There were significant DEFAGs acquired, of which five (HMOX1, HAMP, LPIN1, MAP3K5, FLT3) were selected for establishing a ferroptosis-associated gene signature. Analyzed from the ROC curve, our established RF model had a higher AUC value than the SVM model (RF model AUC:1.00). Considering these results, the established RF model was chosen to be the most appropriate training model. Later, based on the expression levels of the five DEFAGs, a clinical application nomogram was established. The OP patients were divided into two subtypes (ferrcluster A, B and genecluster A, B, respectively) according to the consensus clustering method based on DEFAGs and differentially expressed genes (DEGs). Ferrcluster B and genecluster B had higher ferroptosis score than ferrcluster A and genecluster A, respectively. The expression of COL1A1 gene was significantly higher in ferrcluster B and gencluster B compared with ferrcluster A and gencluster A, respectively, while there is no statistical difference in term of VDR gene, COL1A2 genes, and PTH gene expressions between ferrcluster A and B, together with gencluster A and B.
On the basis of five explanatory variables (HMOX1, HAMP, LPIN1, MAP3K5 and FLT3), we developed a diagnostic ferroptosis-associated gene signature and identified two differently categorized OP subtypes that may potentially be applied for the early diagnosis and individualized treatment of PMOP. The ER gene, VDR gene, IL-6 gene, COL1A1 and COL1A2 genes, and PTH gene are important candidate gene of OP, however, more studies are still anticipated to further elucidate the relationship between these genes and ferroptosis in OP.
绝经后骨质疏松症(PMOP)是全球最常见的疾病之一,其特征是雌激素缺乏以及随着年龄的增长持续的钙流失。本研究旨在确定 PMOP 相关的显著铁死亡相关生物标志物。
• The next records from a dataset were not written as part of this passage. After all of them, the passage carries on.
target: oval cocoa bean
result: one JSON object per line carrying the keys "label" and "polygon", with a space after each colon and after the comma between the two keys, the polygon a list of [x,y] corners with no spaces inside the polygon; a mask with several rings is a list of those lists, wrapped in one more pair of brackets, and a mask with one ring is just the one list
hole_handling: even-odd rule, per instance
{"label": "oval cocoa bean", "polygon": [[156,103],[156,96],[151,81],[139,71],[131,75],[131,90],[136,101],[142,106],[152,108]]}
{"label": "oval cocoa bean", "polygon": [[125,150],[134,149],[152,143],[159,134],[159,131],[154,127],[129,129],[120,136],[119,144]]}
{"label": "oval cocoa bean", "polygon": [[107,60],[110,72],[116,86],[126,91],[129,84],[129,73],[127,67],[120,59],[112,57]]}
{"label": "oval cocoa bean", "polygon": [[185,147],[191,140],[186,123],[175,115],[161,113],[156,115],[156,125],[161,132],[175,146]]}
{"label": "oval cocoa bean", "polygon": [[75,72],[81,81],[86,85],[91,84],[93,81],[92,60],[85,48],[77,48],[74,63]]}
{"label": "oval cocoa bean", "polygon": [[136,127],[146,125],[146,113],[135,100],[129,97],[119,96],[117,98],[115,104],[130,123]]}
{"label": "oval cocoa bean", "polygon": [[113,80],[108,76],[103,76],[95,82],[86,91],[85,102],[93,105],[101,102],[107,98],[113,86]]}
我们从基因表达综合数据库(GEO)使用 GSE56815 表达谱数据获得了我们的训练数据集。同时,我们提取了铁死亡相关基因进行进一步分析。使用“limma”包选择了 OP 患者和正常对照组之间差异表达的铁死亡相关基因(DEFAGs)。我们使用随机森林(RF)和支持向量机(SVM)模型建立了铁死亡相关基因特征模型。该模型在另一个数据集(GSE56814)中得到了进一步验证,该数据集的 AUC 也很高:0.98,表明具有较高的诊断价值。使用共识聚类,确定了 OP 患者的亚型。通过 PCA 建立了铁死亡相关基因(FAG)评分方案。还比较了不同 ferrclusters 和 geneclusters 之间与 OP 相关的重要候选基因。
获得了显著的 DEFAGs,其中 5 个(HMOX1、HAMP、LPIN1、MAP3K5、FLT3)被选择用于建立铁死亡相关基因特征模型。从 ROC 曲线分析,我们建立的 RF 模型的 AUC 值高于 SVM 模型(RF 模型 AUC:1.00)。考虑到这些结果,选择建立的 RF 模型作为最合适的训练模型。后来,根据这 5 个 DEFAGs 的表达水平,建立了一个临床应用的列线图。根据 DEFAGs 和差异表达基因(DEGs),OP 患者被分为两类(ferrcluster A 和 B,以及 genecluster A 和 B)。ferrcluster B 和 genecluster B 的铁死亡评分均高于 ferrcluster A 和 genecluster A。与 ferrcluster A 和 genecluster A 相比,ferrcluster B 和 genecluster B 中 COL1A1 基因的表达明显更高,而在 ferrcluster A 和 B 以及 genecluster A 和 B 之间,VDR 基因、COL1A2 基因和 PTH 基因的表达没有统计学差异。
基于 5 个解释变量(HMOX1、HAMP、LPIN1、MAP3K5 和 FLT3),我们开发了一个诊断性铁死亡相关基因特征模型,并确定了两种不同分类的 OP 亚型,可能有助于 PMOP 的早期诊断和个体化治疗。ER 基因、VDR 基因、IL-6 基因、COL1A1 和 COL1A2 基因以及 PTH 基因是 OP 的重要候选基因,但仍需要更多研究来进一步阐明这些基因与 OP 中铁死亡之间的关系。